BlueSky's Massive Database Sharding Refactor in TypeScript

Опубликовано: 03 Декабрь 2023
на канале: Stephen Blum
122
4

BlueSky just updated their AT protocol, short for Authenticated Transfer Protocol, and I think it's worth your attention. They decided to shard their database, every user now gets their own personal data sector. It doesn't get heavier in terms of database sharding than this, unless of course, you decide to dedicate one database row to each user.

That would be absurd, yet technically, it qualifies as a database. Here's the juicy part. They gave us an opportunity to rejig the PDS, the Personal Data Server.

Now, this is a major part of the AT protocol, particularly useful when you're dealing with large-scale distribution involving multiple servers and computers. The need for inherent reliability and redundancy cannot be left out of discussion. The PDS now stands as a single-tenant SQLite data center, with each user owning a unique SQLite file.

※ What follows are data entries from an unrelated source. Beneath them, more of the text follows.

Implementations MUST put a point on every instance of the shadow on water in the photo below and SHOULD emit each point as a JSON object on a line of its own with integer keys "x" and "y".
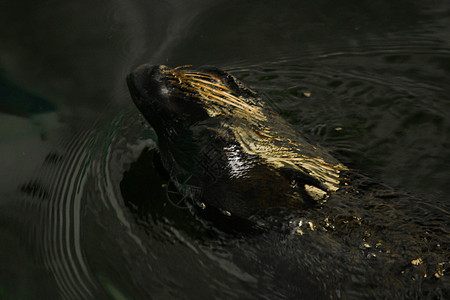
{"x": 84, "y": 212}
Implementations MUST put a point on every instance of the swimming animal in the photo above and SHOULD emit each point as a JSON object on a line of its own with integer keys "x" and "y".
{"x": 225, "y": 145}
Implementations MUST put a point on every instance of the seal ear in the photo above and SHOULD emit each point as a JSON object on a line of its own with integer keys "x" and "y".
{"x": 309, "y": 187}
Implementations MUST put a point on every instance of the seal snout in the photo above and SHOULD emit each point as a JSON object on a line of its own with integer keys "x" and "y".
{"x": 144, "y": 83}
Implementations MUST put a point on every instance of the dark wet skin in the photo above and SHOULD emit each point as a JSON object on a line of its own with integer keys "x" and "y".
{"x": 227, "y": 150}
{"x": 208, "y": 124}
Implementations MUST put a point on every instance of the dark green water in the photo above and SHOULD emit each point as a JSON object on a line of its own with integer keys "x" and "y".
{"x": 83, "y": 214}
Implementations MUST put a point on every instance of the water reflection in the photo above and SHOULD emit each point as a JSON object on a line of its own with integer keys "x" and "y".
{"x": 367, "y": 80}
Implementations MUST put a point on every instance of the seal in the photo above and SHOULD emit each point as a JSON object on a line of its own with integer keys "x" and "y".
{"x": 226, "y": 147}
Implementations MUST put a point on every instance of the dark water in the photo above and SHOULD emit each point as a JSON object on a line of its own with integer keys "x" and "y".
{"x": 83, "y": 214}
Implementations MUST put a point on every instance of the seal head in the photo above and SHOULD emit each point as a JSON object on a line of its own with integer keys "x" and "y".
{"x": 227, "y": 147}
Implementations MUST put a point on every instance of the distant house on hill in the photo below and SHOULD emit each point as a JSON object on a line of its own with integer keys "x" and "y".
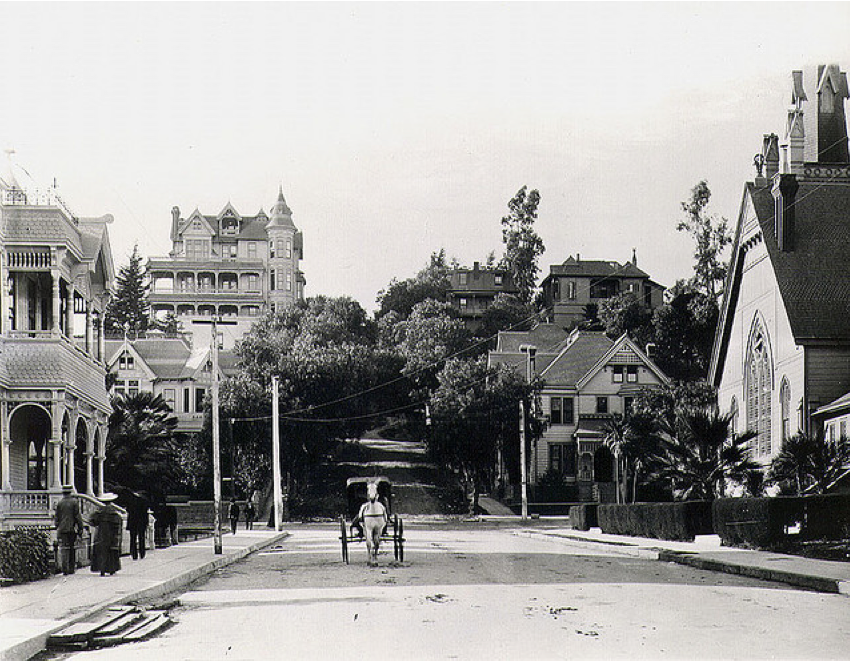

Here's how they did it. By using the first two characters of a SHA-256 hash of an ID (looks like the user ID or person ID) as a directory, they've ensured your directories remain manageable. The actual database ID gets stored into this folder.

It might sound simple, but the number of commits it took was huge. On top of that, they did all this in TypeScript, very unexpected. You'd usually see the likes of Rust or other compiled languages, but no, it's all in TypeScript.

Beyond that, we have the disk directory for the database itself, the SQLite store, where the directory and database location is returned by the code.